In their production of “Click Clack Moo”, Childsplay once again does what they do best, addressed themes that are important to young children like conflict resolution, problem solving and boredom in an entertaining, engaging and oh so fun way.
“Click Clack Moo, Cows That Type” by Doreen Cronin is a silly, wonderful book about cows and hens who are cold, and how they negotiate with the farmer to acquire electric blankets to keep themselves warm. The book is fun, interactive, with great illustrations that takes maybe, 10 minutes to read out loud. 20 minutes if you act it out. So, how did Childsplay take a delightful, yet quite short, children’s story and make it into a 60 minute production?
This is a question I ask myself every time I see a Childsplay adaptation of a beloved children’s story. “Runaway Bunny” and “Goodnight Moon” are two of my all time favorite Childsplay productions, so I was beside myself excited to see what ingenious things they would inject into “Click Clack Moo” to create a full length play.
I was not disappointed. My favorite addition was Duck, who in the book is a “neutral party”, but in the play was boooooorrrreeeed. I loved this, because what child doesn’t sometimes get boorrreed? Duck, who was bored, figured out not only how to solve his problem, but made himself some new friends in the meantime. I also loved Duck’s imagination. Imagination, unfortunately, is becoming somewhat of a lost art, and to see Duck carry out his pond, then swim in it, made me smile.
I also got a kick out of how the cows had to figure out that Farmer Brown couldn’t speak Moo. When I presented this book to my preschool class, they had the best time imagining what the language of “Moo” might sound like – I loved it that this was addressed in the play.
The cows, in the play, had more than just one problem they needed to solve. Not only were they cold, but they needed to figure out how to communicate that problem to Farmer Brown in a way that he could understand. The trial and error that the cows and the hen went through until they finally happened upon the typewriter had the entire audience rolling.

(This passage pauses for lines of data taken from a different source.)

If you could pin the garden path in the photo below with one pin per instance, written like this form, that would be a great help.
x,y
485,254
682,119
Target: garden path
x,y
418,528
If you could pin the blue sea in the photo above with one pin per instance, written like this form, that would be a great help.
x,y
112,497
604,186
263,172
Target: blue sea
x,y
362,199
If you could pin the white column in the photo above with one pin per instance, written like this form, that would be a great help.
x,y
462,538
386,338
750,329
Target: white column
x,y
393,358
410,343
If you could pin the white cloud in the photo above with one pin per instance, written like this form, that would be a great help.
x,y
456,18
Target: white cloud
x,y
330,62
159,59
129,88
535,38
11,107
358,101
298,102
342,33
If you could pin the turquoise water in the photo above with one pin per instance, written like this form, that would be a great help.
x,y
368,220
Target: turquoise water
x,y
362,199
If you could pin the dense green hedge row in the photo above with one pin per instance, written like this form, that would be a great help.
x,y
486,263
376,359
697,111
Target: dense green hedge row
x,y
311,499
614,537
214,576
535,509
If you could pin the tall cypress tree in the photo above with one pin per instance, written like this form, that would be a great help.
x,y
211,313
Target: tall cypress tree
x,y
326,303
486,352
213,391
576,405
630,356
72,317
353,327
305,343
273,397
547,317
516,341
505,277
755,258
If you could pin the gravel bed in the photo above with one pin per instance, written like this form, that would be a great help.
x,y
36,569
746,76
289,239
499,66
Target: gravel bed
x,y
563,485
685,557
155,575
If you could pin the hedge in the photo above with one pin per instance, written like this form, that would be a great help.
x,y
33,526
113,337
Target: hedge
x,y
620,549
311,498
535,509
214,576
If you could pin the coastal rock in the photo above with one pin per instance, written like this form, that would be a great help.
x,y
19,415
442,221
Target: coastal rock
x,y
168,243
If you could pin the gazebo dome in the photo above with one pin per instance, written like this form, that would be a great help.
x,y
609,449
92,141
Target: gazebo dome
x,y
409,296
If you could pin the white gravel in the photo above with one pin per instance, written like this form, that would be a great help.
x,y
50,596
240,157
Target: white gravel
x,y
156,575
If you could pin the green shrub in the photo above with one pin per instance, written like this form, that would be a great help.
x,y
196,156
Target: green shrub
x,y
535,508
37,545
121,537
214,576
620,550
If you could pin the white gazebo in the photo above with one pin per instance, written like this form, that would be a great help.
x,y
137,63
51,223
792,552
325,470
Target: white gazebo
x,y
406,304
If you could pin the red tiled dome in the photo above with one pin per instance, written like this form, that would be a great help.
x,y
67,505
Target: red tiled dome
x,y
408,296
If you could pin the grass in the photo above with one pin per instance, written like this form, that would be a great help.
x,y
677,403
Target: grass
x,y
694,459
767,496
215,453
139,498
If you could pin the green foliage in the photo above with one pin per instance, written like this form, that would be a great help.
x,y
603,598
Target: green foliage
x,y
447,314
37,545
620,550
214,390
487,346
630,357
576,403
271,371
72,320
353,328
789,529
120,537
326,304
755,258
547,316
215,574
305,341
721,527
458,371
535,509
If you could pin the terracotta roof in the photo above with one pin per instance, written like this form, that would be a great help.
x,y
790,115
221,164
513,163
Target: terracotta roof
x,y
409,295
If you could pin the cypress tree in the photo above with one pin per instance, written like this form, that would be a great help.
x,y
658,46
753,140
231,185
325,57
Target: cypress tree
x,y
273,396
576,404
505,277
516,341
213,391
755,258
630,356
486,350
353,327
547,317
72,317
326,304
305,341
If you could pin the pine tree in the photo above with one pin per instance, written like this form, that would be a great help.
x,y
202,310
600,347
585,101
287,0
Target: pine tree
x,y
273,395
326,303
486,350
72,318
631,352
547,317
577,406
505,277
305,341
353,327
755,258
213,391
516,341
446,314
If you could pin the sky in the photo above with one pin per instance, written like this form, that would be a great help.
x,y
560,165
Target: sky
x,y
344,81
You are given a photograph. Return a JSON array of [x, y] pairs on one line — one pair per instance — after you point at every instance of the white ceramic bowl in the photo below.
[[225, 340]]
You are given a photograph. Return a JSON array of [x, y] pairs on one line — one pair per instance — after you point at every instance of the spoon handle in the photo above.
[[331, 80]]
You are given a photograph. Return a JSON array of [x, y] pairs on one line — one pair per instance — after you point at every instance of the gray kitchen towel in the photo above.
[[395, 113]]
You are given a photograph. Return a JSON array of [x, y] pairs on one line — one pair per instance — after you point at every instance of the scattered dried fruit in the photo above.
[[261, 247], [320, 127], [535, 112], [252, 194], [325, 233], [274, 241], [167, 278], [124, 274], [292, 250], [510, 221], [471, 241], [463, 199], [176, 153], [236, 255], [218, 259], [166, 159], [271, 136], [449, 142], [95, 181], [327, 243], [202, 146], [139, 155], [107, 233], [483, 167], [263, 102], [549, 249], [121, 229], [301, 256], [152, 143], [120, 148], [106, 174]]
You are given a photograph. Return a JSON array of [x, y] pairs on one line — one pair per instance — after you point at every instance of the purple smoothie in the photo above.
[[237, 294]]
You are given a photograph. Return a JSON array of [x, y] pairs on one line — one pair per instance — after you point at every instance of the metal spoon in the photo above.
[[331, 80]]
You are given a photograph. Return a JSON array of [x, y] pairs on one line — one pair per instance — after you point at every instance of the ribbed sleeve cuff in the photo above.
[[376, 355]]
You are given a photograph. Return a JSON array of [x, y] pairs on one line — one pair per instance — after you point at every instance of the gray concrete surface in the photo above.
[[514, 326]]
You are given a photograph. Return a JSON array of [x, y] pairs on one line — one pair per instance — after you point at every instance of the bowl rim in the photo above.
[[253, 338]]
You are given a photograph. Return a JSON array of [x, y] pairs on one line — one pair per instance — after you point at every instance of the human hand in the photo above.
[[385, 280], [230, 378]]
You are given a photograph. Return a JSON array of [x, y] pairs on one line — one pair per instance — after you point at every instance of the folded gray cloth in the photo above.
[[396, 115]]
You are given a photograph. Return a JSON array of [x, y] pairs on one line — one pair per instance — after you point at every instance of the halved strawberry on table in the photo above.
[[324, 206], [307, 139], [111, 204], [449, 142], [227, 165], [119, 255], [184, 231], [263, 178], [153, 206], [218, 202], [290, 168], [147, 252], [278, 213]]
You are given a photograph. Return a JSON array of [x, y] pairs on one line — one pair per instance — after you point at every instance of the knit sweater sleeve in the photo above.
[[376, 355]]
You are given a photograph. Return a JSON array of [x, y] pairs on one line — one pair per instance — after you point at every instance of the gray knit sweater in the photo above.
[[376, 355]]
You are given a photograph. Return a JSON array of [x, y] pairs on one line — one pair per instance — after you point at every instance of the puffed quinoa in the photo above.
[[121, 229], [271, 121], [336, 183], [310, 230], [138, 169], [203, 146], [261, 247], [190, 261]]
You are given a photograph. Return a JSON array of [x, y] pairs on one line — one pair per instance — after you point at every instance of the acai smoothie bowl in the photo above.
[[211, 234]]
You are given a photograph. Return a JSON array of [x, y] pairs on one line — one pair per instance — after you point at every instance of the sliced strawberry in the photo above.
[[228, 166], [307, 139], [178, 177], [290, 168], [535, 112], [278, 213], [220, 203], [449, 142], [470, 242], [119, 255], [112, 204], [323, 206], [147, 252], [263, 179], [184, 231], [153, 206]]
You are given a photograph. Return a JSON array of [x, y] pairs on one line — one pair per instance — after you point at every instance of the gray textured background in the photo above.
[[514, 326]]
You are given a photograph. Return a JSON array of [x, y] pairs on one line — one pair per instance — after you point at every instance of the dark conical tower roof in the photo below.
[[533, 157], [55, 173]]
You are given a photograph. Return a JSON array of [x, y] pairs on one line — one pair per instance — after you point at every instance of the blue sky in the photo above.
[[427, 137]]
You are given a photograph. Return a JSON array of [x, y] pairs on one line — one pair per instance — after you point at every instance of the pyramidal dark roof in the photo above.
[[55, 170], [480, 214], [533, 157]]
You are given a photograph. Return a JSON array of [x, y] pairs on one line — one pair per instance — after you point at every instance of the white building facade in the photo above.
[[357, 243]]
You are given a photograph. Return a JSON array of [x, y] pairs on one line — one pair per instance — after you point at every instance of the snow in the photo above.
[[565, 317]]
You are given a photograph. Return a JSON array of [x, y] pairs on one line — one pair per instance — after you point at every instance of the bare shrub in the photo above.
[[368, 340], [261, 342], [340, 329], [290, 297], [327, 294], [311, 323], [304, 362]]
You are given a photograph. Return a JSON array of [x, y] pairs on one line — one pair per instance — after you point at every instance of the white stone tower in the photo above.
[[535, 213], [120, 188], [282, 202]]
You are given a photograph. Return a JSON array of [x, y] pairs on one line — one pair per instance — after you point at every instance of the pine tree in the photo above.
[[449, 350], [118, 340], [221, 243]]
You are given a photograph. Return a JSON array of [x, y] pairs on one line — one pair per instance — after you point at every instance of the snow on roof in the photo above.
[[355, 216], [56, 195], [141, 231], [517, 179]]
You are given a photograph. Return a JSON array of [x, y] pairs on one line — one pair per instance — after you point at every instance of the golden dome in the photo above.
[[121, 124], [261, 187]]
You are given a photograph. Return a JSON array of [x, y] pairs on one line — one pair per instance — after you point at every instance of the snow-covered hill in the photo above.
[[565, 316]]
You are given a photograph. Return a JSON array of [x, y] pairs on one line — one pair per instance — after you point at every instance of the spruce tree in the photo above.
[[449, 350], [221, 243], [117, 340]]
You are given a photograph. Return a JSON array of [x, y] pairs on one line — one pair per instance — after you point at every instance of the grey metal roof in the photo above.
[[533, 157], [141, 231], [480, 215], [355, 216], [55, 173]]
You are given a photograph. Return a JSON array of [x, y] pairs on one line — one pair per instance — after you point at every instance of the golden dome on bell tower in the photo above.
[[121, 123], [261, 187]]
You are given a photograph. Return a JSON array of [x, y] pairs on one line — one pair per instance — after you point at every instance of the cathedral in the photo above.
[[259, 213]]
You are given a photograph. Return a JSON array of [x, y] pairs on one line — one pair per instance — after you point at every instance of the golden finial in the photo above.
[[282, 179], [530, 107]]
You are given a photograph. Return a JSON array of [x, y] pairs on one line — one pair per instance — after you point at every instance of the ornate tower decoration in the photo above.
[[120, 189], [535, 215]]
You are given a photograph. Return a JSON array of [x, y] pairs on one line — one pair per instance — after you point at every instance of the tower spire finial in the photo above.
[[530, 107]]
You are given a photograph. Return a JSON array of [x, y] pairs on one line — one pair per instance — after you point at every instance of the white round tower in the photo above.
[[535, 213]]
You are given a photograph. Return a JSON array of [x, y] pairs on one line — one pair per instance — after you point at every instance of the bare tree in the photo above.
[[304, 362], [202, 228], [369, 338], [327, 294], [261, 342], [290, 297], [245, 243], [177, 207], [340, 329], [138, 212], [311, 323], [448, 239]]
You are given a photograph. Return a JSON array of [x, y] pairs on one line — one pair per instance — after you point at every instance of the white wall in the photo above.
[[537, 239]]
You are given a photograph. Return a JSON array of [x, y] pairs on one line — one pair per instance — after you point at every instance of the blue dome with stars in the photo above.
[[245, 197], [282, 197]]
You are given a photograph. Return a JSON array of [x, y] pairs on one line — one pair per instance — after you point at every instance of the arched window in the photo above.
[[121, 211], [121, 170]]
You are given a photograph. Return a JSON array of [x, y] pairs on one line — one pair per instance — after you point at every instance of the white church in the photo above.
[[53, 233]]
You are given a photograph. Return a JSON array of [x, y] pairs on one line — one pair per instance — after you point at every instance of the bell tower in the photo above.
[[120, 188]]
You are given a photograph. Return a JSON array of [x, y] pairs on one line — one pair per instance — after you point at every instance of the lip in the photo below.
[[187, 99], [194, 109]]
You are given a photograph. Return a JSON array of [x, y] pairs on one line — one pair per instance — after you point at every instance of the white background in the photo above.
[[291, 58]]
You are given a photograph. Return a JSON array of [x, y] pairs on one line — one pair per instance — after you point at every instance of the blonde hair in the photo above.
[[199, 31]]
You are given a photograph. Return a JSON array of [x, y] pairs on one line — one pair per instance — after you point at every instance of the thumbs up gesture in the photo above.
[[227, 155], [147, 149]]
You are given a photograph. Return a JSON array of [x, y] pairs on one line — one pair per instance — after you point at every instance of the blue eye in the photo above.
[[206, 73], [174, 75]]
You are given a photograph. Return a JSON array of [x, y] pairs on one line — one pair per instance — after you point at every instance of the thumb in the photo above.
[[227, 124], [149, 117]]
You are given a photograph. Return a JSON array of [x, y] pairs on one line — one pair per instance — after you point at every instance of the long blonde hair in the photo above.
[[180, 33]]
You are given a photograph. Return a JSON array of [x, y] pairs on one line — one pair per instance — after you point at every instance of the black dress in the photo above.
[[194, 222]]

As usual, the music in this production was amazing. There is nothing like good harmonies in songs about cows going on strike or boring duck ponds to make you feel good and want to get up and dance.
The costumes were to die for. My girls loved Hen’s costume the best; I loved the Cows’. Somehow maid uniforms in a cow print with a cute little maid hat and awesome black and white saddle shoes were exactly how a cow would dress, if she were to wear people clothes.
While this play is based on a preschool picture book, and is designed for ages 3 and up, there is plenty of humor aimed right at the grown-ups in the audience. My kids are tweens and teens, and they were rolling, as was I with the subtle asides directed specifically at the older members of the audience.
I loved the simple yet effective set as well. I so appreciate a simple set; especially in a production aimed at the preschool set. As I stated earlier, imagination is becoming a lost art. With toys that are sometimes so realistic that no imagination is required as well as the abundance video games and aps, I dig seeing a skeleton of a barn standing in for the real thing. Or seeing Hen getting stuck in a completely imaginary box (I think that was my favorite part…I am still giggling about that as I type this). Small children need to see imagination at work, and realize that they can use their imagination to create things that are not actually there on their own.
I should also note that Childsplay does a terrific job of extending the play in their 360 degree theatre experience. In the lobby, before and after the play they have activities set up that expand on the themes of the play. For “Click Clack Moo”, audience members get to experience the joys of typing on a real typewriter. My niece tried it out; her reaction? “This is RIDICULOUS! People actually typed on these? How did anything ever get written?” We also enjoyed the questions for the ride home. We enjoy rehashing the experience as we debate the questions Childsplay has given us to think about.
Go see this play. It is worth every penny, and it is an event the entire family will enjoy. My kids and I are still discussing it and giggling about it a week later. It was that good.